Once a website is put into production and delivered to the client the fun doesn't just stop, a big part of the work is maintenance.
Every now and again the client will want new functionality implemented or discovers a bug that needs fixing, part of my job as an intern was taking care of some of these tasks.
The projects I worked on were built with Prestashop and this brings different challenges from building a site from the ground up.
When doing maintenance, you always pray for well-documented code but this is hardly ever the case, it seems documentation is every programmer's least favourite activity.
The first project I worked on was using Prestashop 1.6.1, one of the latest releases. My job was to customise the wish list module to add things like:
- Create new wish lists straight from a dropdown when a heart icon is clicked on the product page
- Fill in the heart icon and add new wish lists to the dropdown dynamically using Ajax
This was accomplished easily by overriding the default module and adding some jQuery, Ajax and PHP.
At this point I was feeling confident when I was asked to correct some bugs on a different project again using Prestashop my newly found confidence was short-lived however. After I span up a new Virtual Machine it quickly became apparent that the project used version 1.5 of Prestashop which is a whole other animal from the previous project. The demands were:
- Add some text to a contact page
- Implement a search function to the mobile version of the website
- Fix the geolocalization
The first one was straight forward but the site was not coded using Responsive Web Desing so even just adding a few lines of text completely ruined the page layout. After changing a few lines of CSS and changing some images the job was done in about 3 hours.

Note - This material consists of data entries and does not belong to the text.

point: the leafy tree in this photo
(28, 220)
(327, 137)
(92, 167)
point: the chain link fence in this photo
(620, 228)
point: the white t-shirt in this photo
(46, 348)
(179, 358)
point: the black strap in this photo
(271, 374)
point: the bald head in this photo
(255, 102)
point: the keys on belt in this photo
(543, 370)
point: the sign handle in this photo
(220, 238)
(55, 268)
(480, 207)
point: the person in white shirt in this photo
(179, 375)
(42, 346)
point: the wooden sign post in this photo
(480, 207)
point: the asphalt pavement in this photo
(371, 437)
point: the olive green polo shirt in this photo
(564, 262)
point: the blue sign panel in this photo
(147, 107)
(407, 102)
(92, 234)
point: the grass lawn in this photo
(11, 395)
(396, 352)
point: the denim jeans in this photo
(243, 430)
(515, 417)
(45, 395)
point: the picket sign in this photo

Next up the implementation of the search bar in the mobile website, this turned out a lot easier than anticipated and was mostly a question of activating the module on the correct page from the back office and writing a few lines of CSS.
The last one however is something dreaded by most project managers, regression. Indeed, the geolocalization of the user to propose the closest store used to work and stopped all of a sudden for no apparent reason. After a couple of hours of research, it turned out that google chrome was the culprit, starting at version 50 chrome doesn't allow geolocalization requests for non-secure servers (the ones not using https). The only solution would be to get an SSL certificate for the server and migrating everything to https, this of course needs approval from the client as it goes beyond simple maintenance and the costs are more consequential.
So that was my maintenance experience so far.